Fraksi PKS tidak sepakat dengan rencana kenaikan tarif PPN menjadi 11% yang akan diberlakukan mulai 1 April 2022, dan 12% berlaku paling lambat tanggal 1 Januari 2025. Mendorong agar tarif Pajak Pertambahan Nilai setinggi-tingginya tetap 10%.
“Kenaikkan tarif PPN akan kontraproduktif dengan rencana pemulihan ekonomi nasional. Sumber PPN terbesar berasal PPN dalam negeri, berupa konsumsi masyarakat, dan PPN impor, yang merupakan konsumsi bahan modal dan bahan baku bagi industri. Artinya, kenaikkan tarif PPN tidak hanya melemahkan daya beli masyarakat, tetapi juga akan meningkatkan tekanan bagi perekonomian nasional” tegas Ecky.
Fraksi PKS berpendapat bahwa penghapusan barang dan jasa yang tidak dikenai PPN, seperti barang kebutuhan pokok yang sangat dibutuhkan dan dikonsumsi oleh rakyat banyak, jasa kesehatan medis, jasa pendidikan, jasa pelayanan sosial, jasa keagamaan dan lainnya, akan membebani rakyat serta berdampak negatif terhadap kesejahteraan dan perekonomian. Seharusnya barang dan jasa tersebut masih dikecualikan sebagai barang dan jasa kena pajak, sehingga barang dan jasa tersebut bukan menjadi objek PPN
Anggota Komisi XI ini juga menambahkan, Fraksi PKS menolak pasal-pasal terkait dengan program pengungkapan sukarela wajib pajak sebagaimana yang dipahami publik sebagai program “tax amnesty jilid 2” karena menunjukan kebijakan perpajakan kita yang semakin timpang dan jauh dari prinsip-prinsip keadilan.
“Pada tahun 2016 Fraksi PKS secara resmi menolak tax amnesty yang didasari oleh sikap sesuai platform kebijakan pembangunan PKS dimana kebijakan perpajakan adalah menegakkan prinsip keadilan (fiscal justice).”
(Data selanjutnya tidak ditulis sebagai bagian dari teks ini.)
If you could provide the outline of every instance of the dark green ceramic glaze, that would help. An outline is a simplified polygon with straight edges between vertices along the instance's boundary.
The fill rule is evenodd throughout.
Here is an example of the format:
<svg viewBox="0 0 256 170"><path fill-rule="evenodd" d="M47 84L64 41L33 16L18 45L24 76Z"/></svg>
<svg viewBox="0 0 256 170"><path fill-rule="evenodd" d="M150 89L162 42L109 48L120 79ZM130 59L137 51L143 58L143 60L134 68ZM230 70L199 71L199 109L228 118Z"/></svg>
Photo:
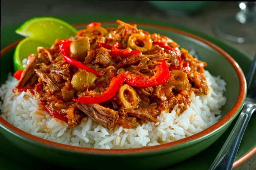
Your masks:
<svg viewBox="0 0 256 170"><path fill-rule="evenodd" d="M92 16L89 17L88 16L67 16L60 18L71 23L93 21L113 22L117 19L116 16L108 16L108 17L104 18L102 18L102 15ZM168 26L197 35L221 47L238 62L244 73L246 73L248 71L248 66L251 62L248 57L229 45L214 38L188 28L159 21L124 16L118 16L118 19L125 22L150 23ZM14 30L19 25L17 24L1 29L1 35L2 35L1 37L1 49L21 38L15 34L14 32ZM104 26L108 26L105 25ZM223 116L235 102L239 89L237 77L233 68L226 59L211 47L191 38L159 28L142 26L139 24L138 25L138 27L151 33L156 32L169 36L179 43L181 47L188 49L193 47L196 49L202 59L208 63L208 66L206 69L209 70L214 75L220 75L227 83L227 91L224 94L227 98L227 102L222 109L222 115ZM13 71L12 61L14 50L14 49L12 49L8 51L1 57L1 84L4 83L6 80L8 73ZM242 58L241 57L243 58ZM240 107L239 110L241 109ZM80 169L98 169L100 168L107 168L108 169L108 168L113 167L113 166L116 167L120 167L120 169L130 169L131 168L133 169L139 168L140 169L148 169L166 167L193 157L209 147L217 140L227 129L238 112L237 112L233 116L231 117L224 125L203 137L159 150L121 154L81 152L54 148L28 139L24 136L20 136L13 132L9 129L0 125L0 132L9 140L18 147L33 155L31 157L29 155L24 153L8 143L1 136L0 136L1 141L3 140L4 143L11 148L10 150L9 150L6 149L3 146L1 146L3 147L3 149L1 148L0 153L1 157L4 158L2 160L0 159L0 163L1 161L5 162L3 160L8 162L8 161L6 160L8 160L8 156L9 158L12 158L13 157L15 158L15 155L19 155L19 154L24 155L24 158L27 158L28 159L27 160L32 159L32 160L34 160L32 161L31 165L25 165L23 164L23 165L21 166L21 167L23 167L24 169L26 169L27 168L30 169L34 169L36 166L37 167L35 163L39 162L35 158L39 158L59 166L64 166L70 168L76 167ZM237 158L241 157L255 147L255 143L251 141L251 136L250 135L251 135L252 133L255 134L255 131L252 130L253 127L251 124L253 122L255 123L255 116L253 116L252 118L252 120L249 123L241 143L241 146L238 151ZM191 169L207 169L217 155L218 151L220 149L223 145L225 139L228 135L228 132L226 132L226 135L223 136L224 137L219 139L217 142L215 143L213 145L203 152L184 163L173 167L172 168L174 168L174 169L186 169L188 168ZM11 154L12 152L14 154ZM5 155L7 155L7 157L5 157ZM20 162L22 164L23 162ZM115 163L113 163L113 162ZM8 167L8 165L6 165L6 163L2 165L5 165L6 167ZM193 166L191 166L192 165ZM15 167L16 167L14 165L12 165L10 167L12 167L14 169L15 169ZM37 168L39 168L39 169L45 169L46 167L49 167L47 164L44 164L41 167ZM20 168L20 166L19 167Z"/></svg>

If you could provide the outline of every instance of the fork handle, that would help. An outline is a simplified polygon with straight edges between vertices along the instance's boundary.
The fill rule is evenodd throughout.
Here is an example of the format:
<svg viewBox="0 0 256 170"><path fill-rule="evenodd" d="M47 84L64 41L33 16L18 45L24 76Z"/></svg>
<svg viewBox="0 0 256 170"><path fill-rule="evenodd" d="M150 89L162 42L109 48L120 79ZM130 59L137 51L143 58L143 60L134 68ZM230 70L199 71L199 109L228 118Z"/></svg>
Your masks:
<svg viewBox="0 0 256 170"><path fill-rule="evenodd" d="M255 110L254 107L245 105L233 129L209 170L230 170L233 163L246 127Z"/></svg>

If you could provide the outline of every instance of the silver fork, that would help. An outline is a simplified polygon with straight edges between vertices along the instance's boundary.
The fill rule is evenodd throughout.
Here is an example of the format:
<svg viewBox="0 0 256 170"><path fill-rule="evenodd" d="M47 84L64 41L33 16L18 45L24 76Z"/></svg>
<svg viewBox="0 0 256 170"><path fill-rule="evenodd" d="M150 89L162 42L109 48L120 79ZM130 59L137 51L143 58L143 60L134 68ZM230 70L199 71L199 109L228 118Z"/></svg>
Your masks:
<svg viewBox="0 0 256 170"><path fill-rule="evenodd" d="M246 76L247 95L242 112L230 134L213 161L209 170L231 170L246 127L256 111L256 78L251 87L256 68L256 55Z"/></svg>

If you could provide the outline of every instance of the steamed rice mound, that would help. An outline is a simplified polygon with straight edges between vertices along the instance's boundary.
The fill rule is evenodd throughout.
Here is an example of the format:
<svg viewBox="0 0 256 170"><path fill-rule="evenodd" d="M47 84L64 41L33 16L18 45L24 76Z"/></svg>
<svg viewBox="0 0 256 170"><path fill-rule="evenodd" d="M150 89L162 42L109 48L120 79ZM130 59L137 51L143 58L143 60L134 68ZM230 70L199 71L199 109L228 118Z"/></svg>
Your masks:
<svg viewBox="0 0 256 170"><path fill-rule="evenodd" d="M133 128L116 126L110 130L89 117L68 128L65 122L38 108L35 97L29 91L16 94L12 90L18 81L10 74L1 87L1 116L14 126L32 135L74 146L101 148L136 148L179 140L195 134L215 123L226 101L223 93L226 82L219 77L204 74L209 90L207 95L191 95L190 106L180 116L178 105L170 113L162 112L156 124L146 122Z"/></svg>

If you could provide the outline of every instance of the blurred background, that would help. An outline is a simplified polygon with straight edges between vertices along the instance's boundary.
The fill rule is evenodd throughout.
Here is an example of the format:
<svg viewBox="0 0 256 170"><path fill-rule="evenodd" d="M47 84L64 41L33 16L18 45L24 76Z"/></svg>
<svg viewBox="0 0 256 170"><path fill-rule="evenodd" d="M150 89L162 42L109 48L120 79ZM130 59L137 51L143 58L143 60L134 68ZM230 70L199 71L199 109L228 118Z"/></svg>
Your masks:
<svg viewBox="0 0 256 170"><path fill-rule="evenodd" d="M118 15L146 17L180 25L228 41L252 58L256 53L255 2L2 0L1 27L37 16L97 14L116 15L117 18ZM256 169L255 155L234 169Z"/></svg>

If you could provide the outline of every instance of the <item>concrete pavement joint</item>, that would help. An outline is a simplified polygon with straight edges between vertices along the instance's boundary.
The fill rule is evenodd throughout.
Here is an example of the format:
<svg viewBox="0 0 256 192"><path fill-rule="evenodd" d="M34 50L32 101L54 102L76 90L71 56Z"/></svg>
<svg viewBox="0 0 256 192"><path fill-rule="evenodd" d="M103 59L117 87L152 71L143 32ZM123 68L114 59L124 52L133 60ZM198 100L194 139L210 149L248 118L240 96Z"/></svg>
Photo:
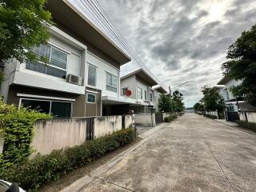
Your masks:
<svg viewBox="0 0 256 192"><path fill-rule="evenodd" d="M99 180L103 181L103 182L108 182L108 183L110 183L110 184L114 185L114 186L119 186L119 187L121 187L121 188L122 188L122 189L125 189L125 190L130 190L130 191L136 192L135 190L130 190L130 189L129 189L129 188L127 188L127 187L126 187L126 186L123 186L116 184L116 183L114 183L114 182L113 182L108 181L108 180L104 179L104 178L98 178L98 177L94 177L94 178L98 178L98 179L99 179Z"/></svg>
<svg viewBox="0 0 256 192"><path fill-rule="evenodd" d="M128 154L130 154L134 150L141 146L142 144L144 144L146 142L147 142L149 139L153 138L157 134L165 131L165 129L162 130L162 128L163 128L163 126L159 126L158 127L155 127L154 130L152 129L149 130L150 133L143 138L143 140L139 142L134 147L125 150L124 152L117 155L115 158L112 158L110 161L97 168L95 170L91 171L90 173L89 173L89 174L86 174L84 177L76 180L74 183L70 184L61 191L68 192L82 190L82 189L85 189L87 185L89 185L94 181L94 178L100 176L101 174L104 174L106 171L109 170L110 168L117 165Z"/></svg>
<svg viewBox="0 0 256 192"><path fill-rule="evenodd" d="M218 166L220 167L220 169L222 170L223 174L225 175L226 179L227 180L228 183L230 184L230 187L232 188L232 190L233 190L234 192L235 192L235 190L234 190L234 189L231 182L230 182L230 180L229 180L229 178L227 178L226 173L224 172L224 170L223 170L223 169L222 169L222 167L221 163L218 162L218 160L217 157L215 156L214 151L211 150L211 148L210 148L210 144L209 144L208 142L206 141L206 138L205 137L203 137L203 138L205 139L206 143L206 145L208 146L208 148L209 148L209 150L210 150L211 154L213 154L213 156L214 156L215 161L217 162Z"/></svg>

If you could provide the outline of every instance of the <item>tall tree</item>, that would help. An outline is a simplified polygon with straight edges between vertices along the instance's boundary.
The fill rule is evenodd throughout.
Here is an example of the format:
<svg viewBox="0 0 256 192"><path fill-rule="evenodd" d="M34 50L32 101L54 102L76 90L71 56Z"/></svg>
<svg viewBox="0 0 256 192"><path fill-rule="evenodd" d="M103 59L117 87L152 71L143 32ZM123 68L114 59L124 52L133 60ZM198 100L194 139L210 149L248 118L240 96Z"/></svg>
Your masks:
<svg viewBox="0 0 256 192"><path fill-rule="evenodd" d="M227 52L229 60L222 66L224 75L242 80L240 86L231 88L234 96L246 95L256 106L256 26L242 33Z"/></svg>
<svg viewBox="0 0 256 192"><path fill-rule="evenodd" d="M30 51L47 43L46 24L52 24L45 10L46 0L0 0L0 65L16 58L37 59Z"/></svg>
<svg viewBox="0 0 256 192"><path fill-rule="evenodd" d="M204 86L202 89L203 98L201 101L204 103L204 108L206 110L222 111L223 108L223 98L219 94L218 88Z"/></svg>
<svg viewBox="0 0 256 192"><path fill-rule="evenodd" d="M171 100L168 95L161 94L158 101L161 111L170 112L172 110Z"/></svg>
<svg viewBox="0 0 256 192"><path fill-rule="evenodd" d="M195 112L202 111L204 109L204 106L201 102L196 102L194 106L194 110Z"/></svg>

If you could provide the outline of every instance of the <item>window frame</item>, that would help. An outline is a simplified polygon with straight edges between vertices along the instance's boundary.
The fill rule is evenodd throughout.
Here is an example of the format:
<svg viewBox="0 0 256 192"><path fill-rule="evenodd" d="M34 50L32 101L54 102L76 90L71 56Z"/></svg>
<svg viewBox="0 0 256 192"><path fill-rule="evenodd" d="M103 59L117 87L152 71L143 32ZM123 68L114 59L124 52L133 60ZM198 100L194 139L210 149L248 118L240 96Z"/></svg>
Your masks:
<svg viewBox="0 0 256 192"><path fill-rule="evenodd" d="M38 99L38 98L19 98L19 103L18 103L18 110L21 108L22 104L22 100L30 100L30 101L40 101L40 102L50 102L50 108L49 108L49 114L51 114L51 105L53 102L70 102L71 103L70 106L70 118L72 117L73 114L73 102L69 102L69 101L62 101L62 100L51 100L51 99Z"/></svg>
<svg viewBox="0 0 256 192"><path fill-rule="evenodd" d="M122 87L122 96L126 96L126 92L127 90L128 90L128 87ZM124 92L124 90L126 90L126 91Z"/></svg>
<svg viewBox="0 0 256 192"><path fill-rule="evenodd" d="M109 74L111 75L111 82L112 82L112 77L113 77L113 76L117 78L117 86L116 86L107 83L107 74ZM116 91L108 90L108 89L107 89L107 86L112 86L112 87L115 88L115 89L116 89ZM114 74L111 74L111 73L110 73L110 72L108 72L108 71L106 71L106 90L109 90L109 91L114 92L114 93L118 93L118 77L116 76L116 75L114 75Z"/></svg>
<svg viewBox="0 0 256 192"><path fill-rule="evenodd" d="M40 46L42 46L42 45L40 45ZM69 55L70 53L68 52L68 51L66 51L64 49L62 49L62 48L58 47L58 46L55 46L55 45L54 45L53 43L50 43L50 42L48 42L48 44L43 45L43 46L49 46L49 47L50 47L49 55L47 55L47 59L49 60L49 62L42 62L42 61L40 61L40 60L37 60L37 61L35 61L35 62L38 62L38 63L40 63L40 64L42 64L42 65L46 65L46 66L50 66L50 67L53 67L53 68L55 68L55 69L58 69L58 70L65 71L65 72L66 72L66 75L67 75L67 66L68 66L68 63L69 63L69 57L68 57L68 55ZM63 68L61 68L61 67L58 67L58 66L54 66L54 65L51 65L51 64L50 64L50 55L51 55L51 52L52 52L52 48L56 49L56 50L58 50L58 51L62 52L62 53L64 53L64 54L66 54L66 69L63 69ZM33 52L33 51L32 51L32 52ZM35 54L35 53L34 53L34 54ZM38 56L37 54L35 54ZM32 70L32 71L34 71L34 72L36 72L36 73L43 74L46 74L46 75L50 75L50 76L52 76L52 77L55 77L55 78L58 78L63 79L62 78L60 78L60 77L58 77L58 76L55 76L55 75L51 75L51 74L46 74L46 73L42 73L42 72L39 72L39 71L37 71L37 70L33 70L27 69L27 68L26 67L26 62L25 63L25 69L26 69L26 70Z"/></svg>
<svg viewBox="0 0 256 192"><path fill-rule="evenodd" d="M90 66L95 68L95 86L92 86L92 85L89 84L89 67L90 67ZM94 87L97 86L97 68L98 67L96 66L94 66L94 64L88 62L88 74L87 74L87 85L88 86L94 86Z"/></svg>
<svg viewBox="0 0 256 192"><path fill-rule="evenodd" d="M94 95L94 102L88 102L88 94L91 94L91 95ZM97 97L97 95L96 95L96 94L92 94L92 93L87 93L86 94L86 103L96 103L96 97Z"/></svg>
<svg viewBox="0 0 256 192"><path fill-rule="evenodd" d="M138 90L140 90L140 95L141 95L141 98L138 98ZM142 88L139 87L139 86L137 86L137 99L138 100L143 100L143 90Z"/></svg>
<svg viewBox="0 0 256 192"><path fill-rule="evenodd" d="M153 93L152 92L150 93L150 101L153 102Z"/></svg>
<svg viewBox="0 0 256 192"><path fill-rule="evenodd" d="M144 90L144 99L145 101L147 101L147 90Z"/></svg>

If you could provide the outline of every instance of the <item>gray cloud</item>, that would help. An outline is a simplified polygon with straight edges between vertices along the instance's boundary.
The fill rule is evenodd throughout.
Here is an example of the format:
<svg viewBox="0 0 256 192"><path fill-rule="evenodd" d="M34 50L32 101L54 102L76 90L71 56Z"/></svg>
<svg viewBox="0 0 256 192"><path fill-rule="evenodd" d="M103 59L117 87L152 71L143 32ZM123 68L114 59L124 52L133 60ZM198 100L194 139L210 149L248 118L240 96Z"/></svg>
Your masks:
<svg viewBox="0 0 256 192"><path fill-rule="evenodd" d="M200 99L201 86L214 86L221 78L220 66L226 59L227 48L242 31L256 23L254 0L227 2L219 18L210 6L222 1L100 2L158 78L173 87L193 81L180 87L187 106ZM125 65L122 73L132 68L130 64Z"/></svg>

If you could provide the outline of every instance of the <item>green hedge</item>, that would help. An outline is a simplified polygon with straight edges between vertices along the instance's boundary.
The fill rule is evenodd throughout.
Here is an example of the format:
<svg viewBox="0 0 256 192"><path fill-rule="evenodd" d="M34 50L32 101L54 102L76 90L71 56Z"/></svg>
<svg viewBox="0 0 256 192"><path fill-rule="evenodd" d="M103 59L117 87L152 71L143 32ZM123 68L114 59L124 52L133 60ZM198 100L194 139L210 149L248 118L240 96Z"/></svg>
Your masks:
<svg viewBox="0 0 256 192"><path fill-rule="evenodd" d="M0 99L0 131L4 136L0 168L28 159L32 153L33 125L38 119L51 118L50 114L25 107L7 105Z"/></svg>
<svg viewBox="0 0 256 192"><path fill-rule="evenodd" d="M57 180L66 173L126 146L134 139L133 128L121 130L80 146L56 150L46 155L38 154L31 160L0 170L0 178L18 182L24 190L37 191L47 181Z"/></svg>
<svg viewBox="0 0 256 192"><path fill-rule="evenodd" d="M164 118L164 122L171 122L172 120L174 120L174 119L176 118L177 118L176 115L166 117L166 118Z"/></svg>
<svg viewBox="0 0 256 192"><path fill-rule="evenodd" d="M256 131L256 123L255 122L247 122L246 121L237 121L237 123L243 128Z"/></svg>
<svg viewBox="0 0 256 192"><path fill-rule="evenodd" d="M217 118L217 117L215 115L212 115L212 114L205 114L205 117L213 118L213 119Z"/></svg>

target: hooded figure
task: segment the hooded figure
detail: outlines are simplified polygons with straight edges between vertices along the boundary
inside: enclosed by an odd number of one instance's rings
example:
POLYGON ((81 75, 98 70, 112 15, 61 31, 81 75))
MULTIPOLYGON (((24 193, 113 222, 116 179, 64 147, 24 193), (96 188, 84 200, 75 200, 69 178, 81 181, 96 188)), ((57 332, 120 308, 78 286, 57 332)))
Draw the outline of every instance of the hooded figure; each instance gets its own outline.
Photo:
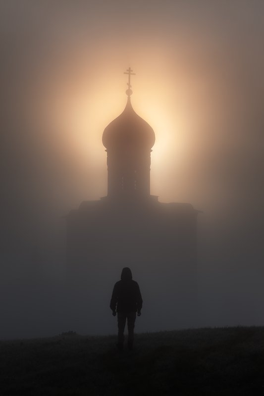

Kebijakan tax amnesty adalah kebijakan yang tidak mencerminkan prinsip tersebut. Pelaksanaan UU Pengampunan Pajak tahun 2016 tidak terbukti dapat meningkatkan penerimaan negara jangka panjang. Terbukti, pada periode 2018 rasio perpajakan hanya mencapai 10,2% dan 2019 hanya mencapai 9,8 %.